The surviving members of the deportation are forcibly moved again in the spring of 1942, and put to death in the camps the same year.
While in Sweden, Meyring works as a volunteer with the Emigrantenselbsthilfe, the Rescue Service for German-Jewish migrants. As her passport from a non-existent state is invalid, she applies for an alien’s passport, which is accepted, but it has to be renewed every six months. Until the end of the war, she reports intending to leave the country, but with the fate of the German Jews, Stettin turning into Szczecin, her homeland and home town cease to exist. She now applies for a residence permit (p. 199: we read 1940, but the correct year is 1946!), intending to stay in Sweden, and in 1949 she applies for Swedish citizenship, enclosing her life story and recommendations from a number of prominent people.
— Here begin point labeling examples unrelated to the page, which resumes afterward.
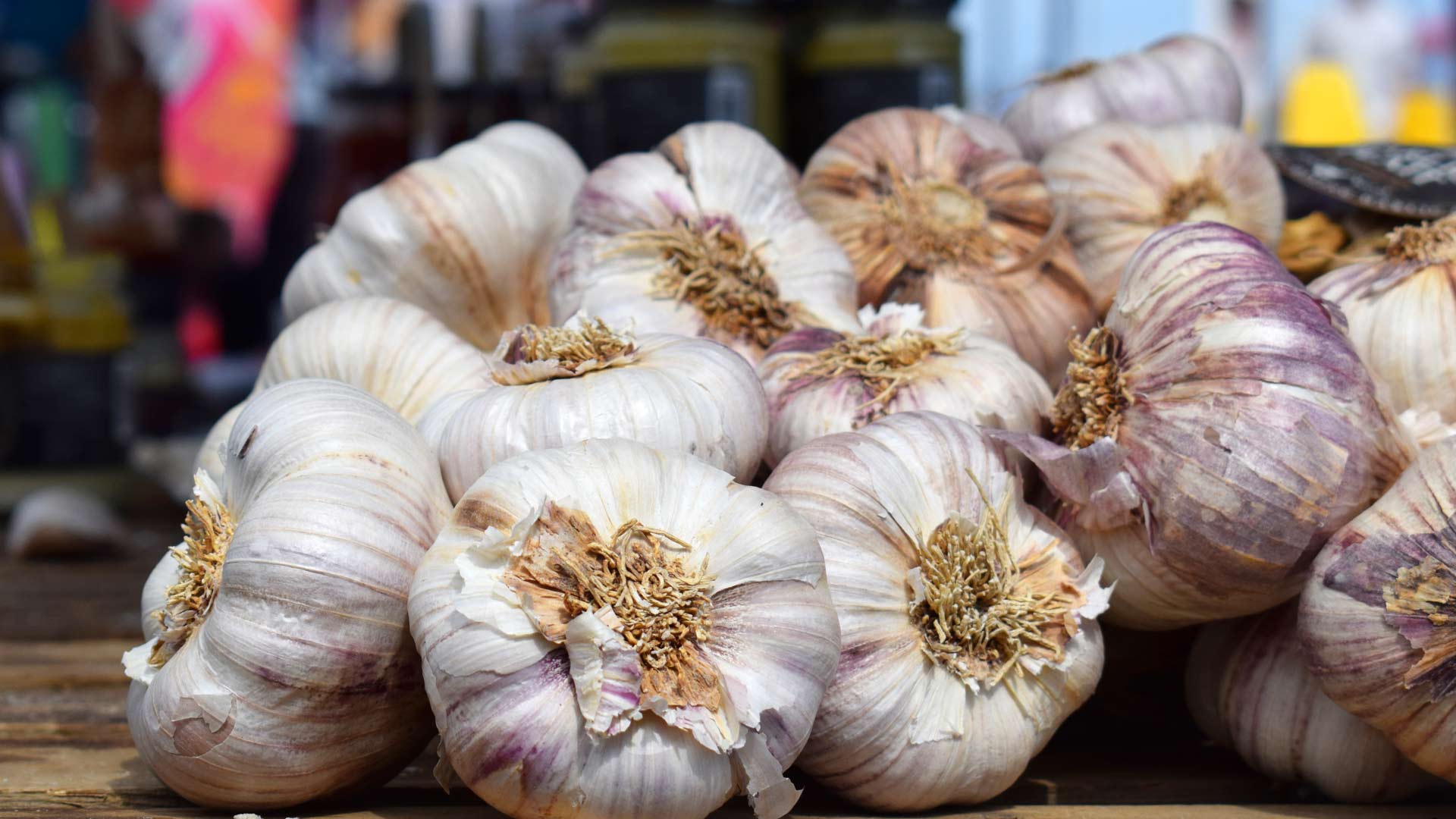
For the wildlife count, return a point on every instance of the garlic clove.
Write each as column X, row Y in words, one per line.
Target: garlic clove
column 278, row 673
column 820, row 382
column 466, row 235
column 900, row 509
column 555, row 387
column 1250, row 689
column 1172, row 80
column 701, row 237
column 929, row 215
column 391, row 349
column 1120, row 183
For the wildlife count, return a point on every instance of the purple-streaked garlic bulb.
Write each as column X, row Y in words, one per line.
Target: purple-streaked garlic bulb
column 1122, row 181
column 702, row 237
column 1402, row 315
column 820, row 381
column 1174, row 80
column 968, row 621
column 1213, row 433
column 937, row 212
column 1250, row 689
column 617, row 632
column 1378, row 617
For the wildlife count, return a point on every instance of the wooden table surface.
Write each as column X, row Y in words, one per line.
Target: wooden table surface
column 64, row 748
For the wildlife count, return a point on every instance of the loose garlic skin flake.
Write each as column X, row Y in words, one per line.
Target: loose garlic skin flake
column 968, row 629
column 386, row 347
column 466, row 235
column 702, row 237
column 1250, row 689
column 555, row 387
column 1376, row 617
column 617, row 632
column 278, row 667
column 821, row 382
column 1122, row 183
column 935, row 212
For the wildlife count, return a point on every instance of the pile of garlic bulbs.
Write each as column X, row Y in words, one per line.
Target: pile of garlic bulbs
column 500, row 475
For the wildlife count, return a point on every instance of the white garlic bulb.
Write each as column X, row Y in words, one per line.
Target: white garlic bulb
column 1402, row 315
column 386, row 347
column 1248, row 689
column 702, row 237
column 557, row 387
column 820, row 381
column 466, row 235
column 617, row 632
column 1376, row 617
column 1172, row 80
column 965, row 615
column 1213, row 433
column 1122, row 181
column 277, row 665
column 937, row 213
column 61, row 522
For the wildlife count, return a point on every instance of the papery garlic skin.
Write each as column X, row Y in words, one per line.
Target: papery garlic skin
column 1174, row 80
column 1248, row 689
column 666, row 391
column 1375, row 614
column 1402, row 315
column 1213, row 433
column 554, row 717
column 932, row 216
column 821, row 382
column 391, row 349
column 702, row 237
column 899, row 730
column 1120, row 183
column 300, row 679
column 466, row 235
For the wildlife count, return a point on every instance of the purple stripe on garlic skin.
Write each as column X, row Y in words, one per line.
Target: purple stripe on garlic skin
column 1244, row 431
column 1375, row 617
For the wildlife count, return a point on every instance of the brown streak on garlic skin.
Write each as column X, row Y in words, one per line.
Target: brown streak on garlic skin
column 660, row 604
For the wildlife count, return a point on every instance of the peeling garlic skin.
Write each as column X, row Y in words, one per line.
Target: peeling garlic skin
column 701, row 237
column 300, row 679
column 546, row 697
column 1122, row 183
column 466, row 235
column 1375, row 614
column 1248, row 689
column 1174, row 80
column 821, row 382
column 900, row 729
column 1251, row 435
column 928, row 215
column 1402, row 315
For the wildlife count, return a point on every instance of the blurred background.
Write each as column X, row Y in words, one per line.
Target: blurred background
column 165, row 162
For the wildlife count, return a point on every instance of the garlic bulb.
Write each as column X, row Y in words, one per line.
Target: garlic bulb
column 277, row 665
column 1174, row 80
column 820, row 382
column 61, row 522
column 617, row 632
column 466, row 235
column 386, row 347
column 557, row 387
column 1402, row 315
column 967, row 617
column 1122, row 181
column 1248, row 689
column 934, row 216
column 1376, row 614
column 702, row 237
column 1213, row 433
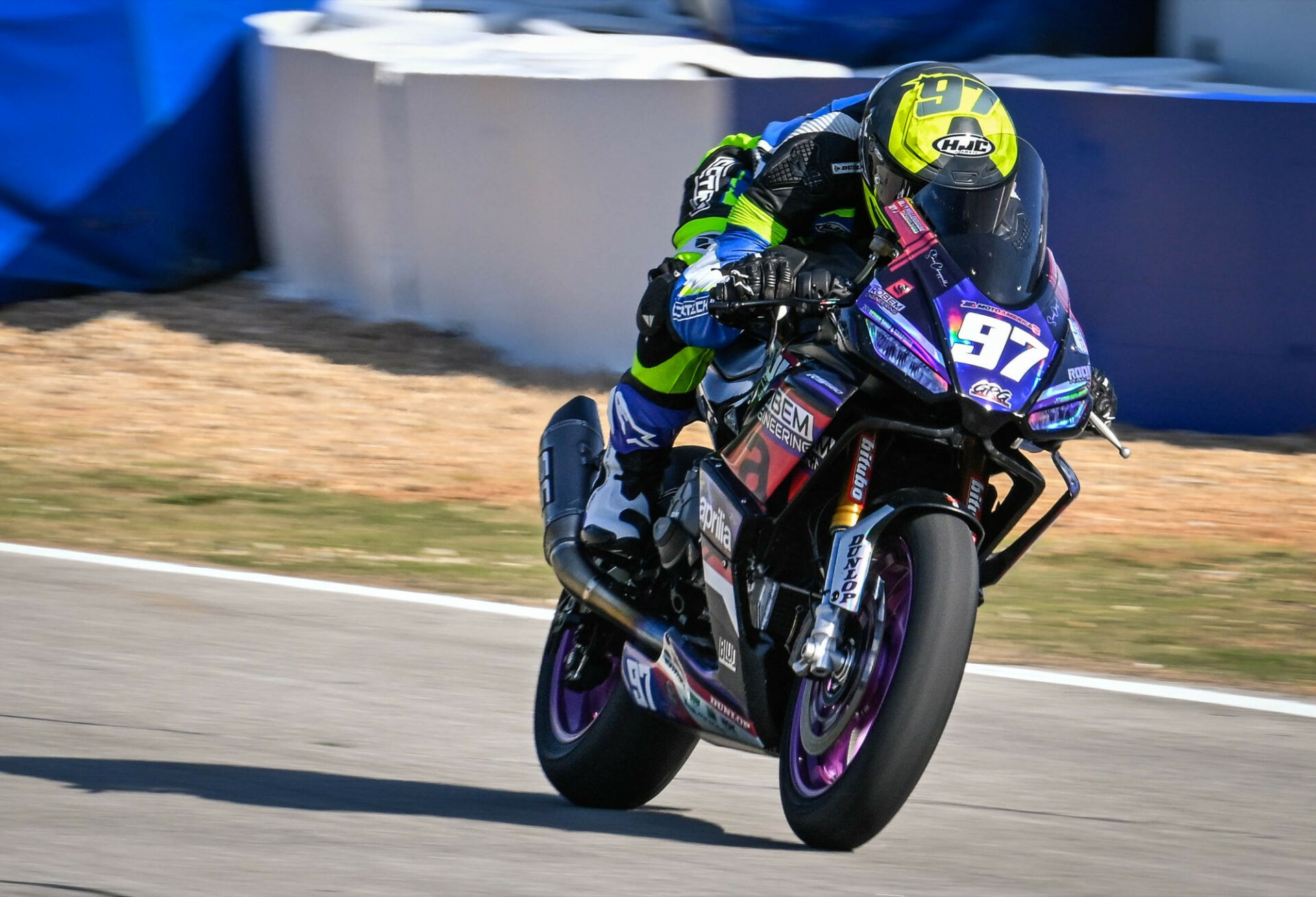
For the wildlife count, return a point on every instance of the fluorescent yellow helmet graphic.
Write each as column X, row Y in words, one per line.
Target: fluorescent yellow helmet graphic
column 932, row 121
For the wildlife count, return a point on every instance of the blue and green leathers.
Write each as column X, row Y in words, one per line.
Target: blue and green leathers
column 798, row 182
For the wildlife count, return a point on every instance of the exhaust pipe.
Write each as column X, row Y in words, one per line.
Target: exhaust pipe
column 569, row 453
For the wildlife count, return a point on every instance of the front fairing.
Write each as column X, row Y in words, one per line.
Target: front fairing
column 934, row 331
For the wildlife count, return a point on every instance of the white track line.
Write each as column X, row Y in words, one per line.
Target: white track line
column 1023, row 673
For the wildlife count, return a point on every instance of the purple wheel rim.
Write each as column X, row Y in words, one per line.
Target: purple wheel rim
column 814, row 775
column 572, row 713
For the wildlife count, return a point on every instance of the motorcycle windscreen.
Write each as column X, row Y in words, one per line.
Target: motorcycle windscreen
column 997, row 235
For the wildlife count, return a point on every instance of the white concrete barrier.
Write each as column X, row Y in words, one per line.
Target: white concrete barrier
column 522, row 210
column 496, row 171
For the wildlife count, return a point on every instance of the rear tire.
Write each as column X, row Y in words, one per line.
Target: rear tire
column 622, row 759
column 929, row 663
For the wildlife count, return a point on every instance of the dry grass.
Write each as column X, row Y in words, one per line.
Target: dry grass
column 224, row 383
column 226, row 427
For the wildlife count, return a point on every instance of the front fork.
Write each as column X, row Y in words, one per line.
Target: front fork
column 822, row 654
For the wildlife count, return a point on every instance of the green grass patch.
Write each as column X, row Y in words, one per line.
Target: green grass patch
column 1180, row 608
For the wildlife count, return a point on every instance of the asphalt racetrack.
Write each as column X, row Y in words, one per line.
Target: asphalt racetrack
column 164, row 735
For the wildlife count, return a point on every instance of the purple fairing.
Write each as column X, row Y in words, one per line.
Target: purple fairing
column 999, row 355
column 572, row 713
column 812, row 775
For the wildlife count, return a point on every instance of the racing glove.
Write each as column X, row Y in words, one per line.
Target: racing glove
column 820, row 283
column 761, row 276
column 1104, row 405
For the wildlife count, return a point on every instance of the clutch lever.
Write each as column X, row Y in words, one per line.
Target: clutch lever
column 1104, row 430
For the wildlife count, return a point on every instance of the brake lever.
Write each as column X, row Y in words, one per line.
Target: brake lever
column 1104, row 430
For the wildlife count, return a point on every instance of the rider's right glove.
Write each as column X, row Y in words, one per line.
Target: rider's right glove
column 1104, row 403
column 753, row 278
column 765, row 276
column 820, row 283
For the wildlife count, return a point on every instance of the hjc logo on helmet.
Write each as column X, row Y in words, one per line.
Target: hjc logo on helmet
column 964, row 144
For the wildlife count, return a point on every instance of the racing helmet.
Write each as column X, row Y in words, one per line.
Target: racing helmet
column 931, row 121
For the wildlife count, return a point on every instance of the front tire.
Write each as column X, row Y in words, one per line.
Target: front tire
column 841, row 797
column 598, row 748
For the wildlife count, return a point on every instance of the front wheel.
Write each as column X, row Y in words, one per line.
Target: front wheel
column 841, row 788
column 595, row 745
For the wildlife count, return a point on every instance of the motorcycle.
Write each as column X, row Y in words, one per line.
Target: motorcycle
column 812, row 582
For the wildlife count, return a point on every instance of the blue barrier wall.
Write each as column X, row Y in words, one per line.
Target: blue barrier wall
column 1184, row 227
column 121, row 152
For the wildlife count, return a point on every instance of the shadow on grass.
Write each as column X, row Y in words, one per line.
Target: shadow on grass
column 296, row 789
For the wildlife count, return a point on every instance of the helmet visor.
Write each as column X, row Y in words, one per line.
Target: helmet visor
column 998, row 235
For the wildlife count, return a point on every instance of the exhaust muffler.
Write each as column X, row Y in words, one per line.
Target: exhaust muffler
column 569, row 463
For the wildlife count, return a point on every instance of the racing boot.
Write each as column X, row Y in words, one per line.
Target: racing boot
column 618, row 516
column 619, row 513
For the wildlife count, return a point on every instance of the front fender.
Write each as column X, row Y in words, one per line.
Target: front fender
column 852, row 549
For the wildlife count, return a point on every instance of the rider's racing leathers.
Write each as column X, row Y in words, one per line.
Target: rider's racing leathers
column 796, row 183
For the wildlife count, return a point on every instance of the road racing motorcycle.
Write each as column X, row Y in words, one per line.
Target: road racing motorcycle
column 812, row 582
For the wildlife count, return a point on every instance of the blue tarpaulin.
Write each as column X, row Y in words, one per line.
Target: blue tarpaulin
column 121, row 150
column 1190, row 270
column 886, row 32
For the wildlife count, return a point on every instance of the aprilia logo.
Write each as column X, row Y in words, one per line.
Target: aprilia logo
column 714, row 521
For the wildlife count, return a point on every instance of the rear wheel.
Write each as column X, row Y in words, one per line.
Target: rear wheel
column 595, row 745
column 852, row 751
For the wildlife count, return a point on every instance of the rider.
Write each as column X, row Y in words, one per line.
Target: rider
column 819, row 178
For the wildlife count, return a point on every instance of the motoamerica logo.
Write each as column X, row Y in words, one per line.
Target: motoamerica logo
column 714, row 521
column 985, row 389
column 789, row 422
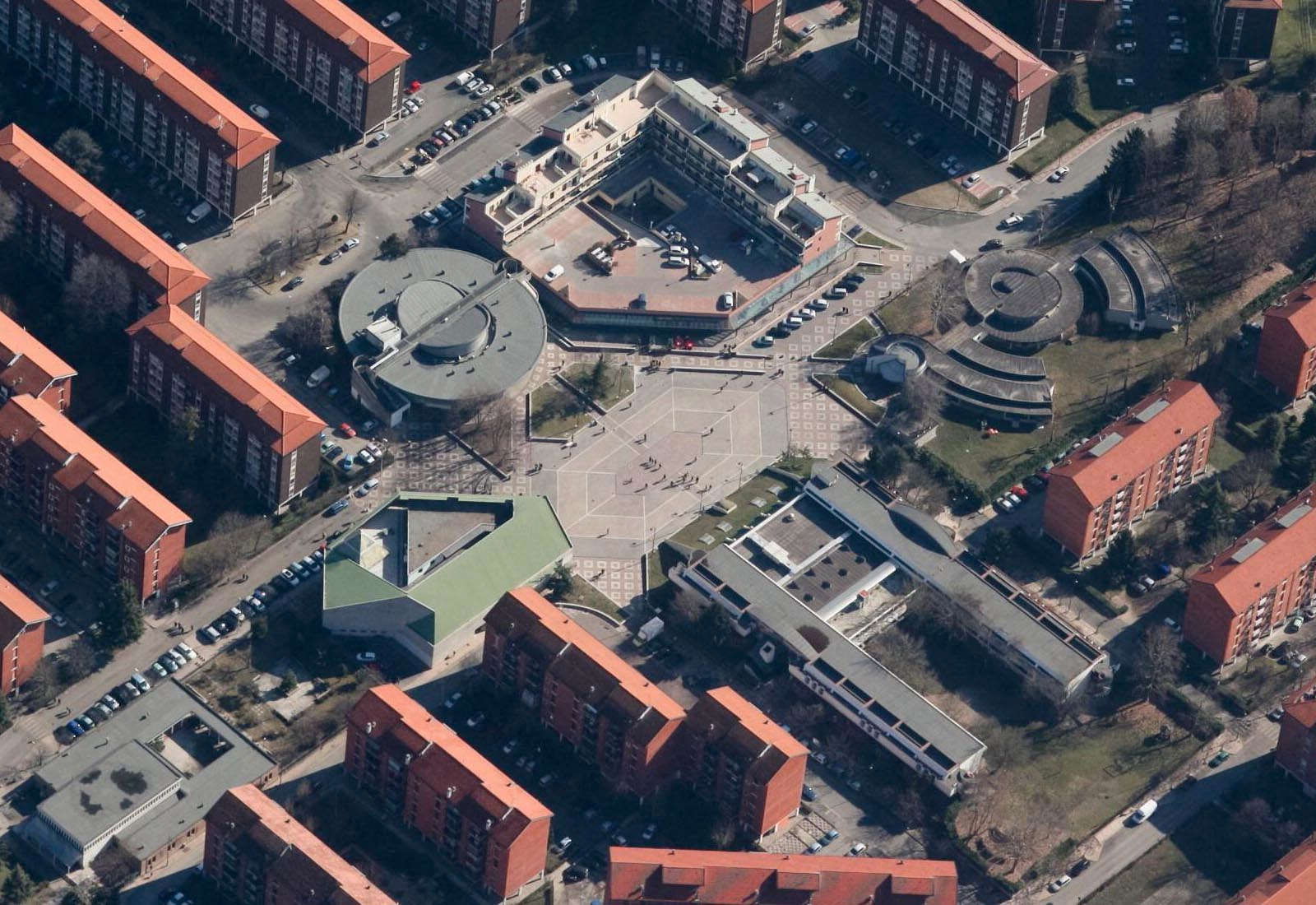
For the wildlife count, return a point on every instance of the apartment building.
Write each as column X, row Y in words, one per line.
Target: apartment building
column 157, row 108
column 1286, row 354
column 1069, row 24
column 487, row 24
column 962, row 66
column 611, row 714
column 1252, row 590
column 686, row 127
column 1111, row 481
column 1291, row 880
column 333, row 55
column 257, row 854
column 749, row 30
column 419, row 768
column 104, row 516
column 1295, row 751
column 736, row 757
column 26, row 366
column 658, row 876
column 23, row 636
column 254, row 428
column 1244, row 29
column 63, row 219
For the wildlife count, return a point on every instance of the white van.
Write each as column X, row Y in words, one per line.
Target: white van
column 319, row 377
column 1142, row 813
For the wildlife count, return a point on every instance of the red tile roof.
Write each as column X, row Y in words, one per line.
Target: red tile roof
column 138, row 509
column 734, row 878
column 642, row 692
column 1298, row 311
column 247, row 137
column 1026, row 72
column 1144, row 441
column 322, row 869
column 28, row 366
column 749, row 718
column 17, row 610
column 291, row 421
column 1277, row 547
column 378, row 53
column 445, row 759
column 1291, row 880
column 178, row 278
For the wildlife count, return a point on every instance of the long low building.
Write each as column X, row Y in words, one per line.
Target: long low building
column 74, row 490
column 161, row 111
column 142, row 780
column 337, row 58
column 63, row 219
column 254, row 428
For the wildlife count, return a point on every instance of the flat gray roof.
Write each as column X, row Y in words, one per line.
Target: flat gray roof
column 785, row 616
column 923, row 547
column 467, row 329
column 86, row 771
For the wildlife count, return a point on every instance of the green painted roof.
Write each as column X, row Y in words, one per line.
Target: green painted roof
column 465, row 586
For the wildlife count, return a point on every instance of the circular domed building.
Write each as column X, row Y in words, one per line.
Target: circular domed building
column 438, row 327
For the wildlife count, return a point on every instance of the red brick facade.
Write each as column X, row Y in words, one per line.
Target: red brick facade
column 63, row 219
column 416, row 767
column 611, row 714
column 257, row 854
column 660, row 876
column 1127, row 470
column 23, row 634
column 1286, row 355
column 734, row 755
column 69, row 485
column 256, row 429
column 1256, row 586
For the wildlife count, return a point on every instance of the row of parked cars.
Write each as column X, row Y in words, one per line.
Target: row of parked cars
column 795, row 320
column 127, row 692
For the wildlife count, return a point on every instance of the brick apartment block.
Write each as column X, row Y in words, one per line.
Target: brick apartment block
column 749, row 29
column 74, row 490
column 1245, row 29
column 961, row 66
column 1291, row 880
column 257, row 854
column 253, row 426
column 1109, row 483
column 415, row 766
column 1069, row 24
column 28, row 367
column 1286, row 355
column 1250, row 590
column 487, row 24
column 734, row 755
column 161, row 111
column 63, row 219
column 345, row 65
column 594, row 700
column 660, row 876
column 23, row 634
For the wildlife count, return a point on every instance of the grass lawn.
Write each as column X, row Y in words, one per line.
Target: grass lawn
column 846, row 345
column 744, row 513
column 1059, row 137
column 853, row 395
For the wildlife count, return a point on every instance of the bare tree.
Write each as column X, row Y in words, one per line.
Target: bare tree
column 98, row 295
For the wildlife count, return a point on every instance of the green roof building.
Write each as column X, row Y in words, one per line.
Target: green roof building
column 424, row 564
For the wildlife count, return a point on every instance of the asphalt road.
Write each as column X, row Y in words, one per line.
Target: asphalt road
column 1124, row 845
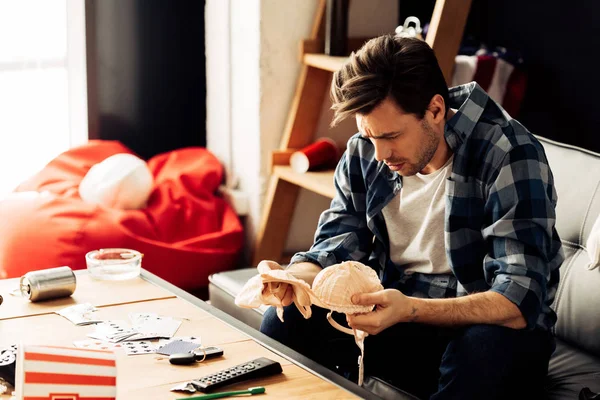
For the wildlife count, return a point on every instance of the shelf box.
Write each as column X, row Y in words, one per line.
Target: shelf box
column 319, row 182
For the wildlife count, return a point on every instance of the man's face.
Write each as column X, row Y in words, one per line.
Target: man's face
column 405, row 143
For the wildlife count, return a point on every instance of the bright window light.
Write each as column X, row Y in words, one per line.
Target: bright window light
column 35, row 121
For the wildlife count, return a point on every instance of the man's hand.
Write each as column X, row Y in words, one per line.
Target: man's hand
column 391, row 307
column 305, row 271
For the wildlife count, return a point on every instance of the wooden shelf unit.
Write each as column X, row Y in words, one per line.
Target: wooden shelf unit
column 444, row 36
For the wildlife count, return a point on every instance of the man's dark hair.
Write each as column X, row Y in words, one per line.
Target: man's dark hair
column 403, row 68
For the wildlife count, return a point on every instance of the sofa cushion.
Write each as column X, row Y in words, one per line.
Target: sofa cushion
column 222, row 289
column 577, row 301
column 570, row 371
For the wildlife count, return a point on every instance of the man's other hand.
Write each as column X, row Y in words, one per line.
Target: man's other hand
column 391, row 307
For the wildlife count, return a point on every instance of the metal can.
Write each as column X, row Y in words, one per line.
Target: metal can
column 47, row 284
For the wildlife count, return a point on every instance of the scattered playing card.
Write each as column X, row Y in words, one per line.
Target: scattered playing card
column 195, row 339
column 79, row 314
column 177, row 346
column 95, row 344
column 138, row 347
column 150, row 326
column 113, row 331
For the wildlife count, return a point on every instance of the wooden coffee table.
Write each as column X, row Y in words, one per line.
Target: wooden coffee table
column 150, row 376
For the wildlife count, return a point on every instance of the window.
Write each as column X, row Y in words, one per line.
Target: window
column 43, row 108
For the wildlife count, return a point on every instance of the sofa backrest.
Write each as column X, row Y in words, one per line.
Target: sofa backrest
column 577, row 178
A very detailed report from the Stockholm police, based on the application and a personal inquiry, and containing only positive information, is sent to the Stockholm Governor’s Office for a decision which, in an “obedient pronouncement”, rejects the application, because she “enjoys financial support for her livelihood”. After a long bureaucratic delay, a new application is made, showing that the financial support is minimal and that she is living within very modest means.
She was finally granted Swedish citizenship by the Swedish Minister of Justice on March 9, 1951. She died on December 17, 1967, in Nytorp in the Jewish Home for the Aged in Southern Stockholm, and is buried in the Jewish section of the Southern Cemetery.
Elsa Meyring’s own story, the comments by Müssener and Wilhelmus about political conditions in Germany and Sweden, and the many bureaucratic documents give a moving and exciting account of the life of a minor figure yet an extraordinary person, and also of the circumstances surrounding her life in two countries during World War II. ≈
1 The official Swedish handling of Jewish immigration is treated in detail in a recent doctoral dissertation by Pontus Rudberg: The Swedish Jews and the Victims of Nazi terror, 1933—1945 (Uppsala: Acta Universitatis Upsaliensis 2015), 253.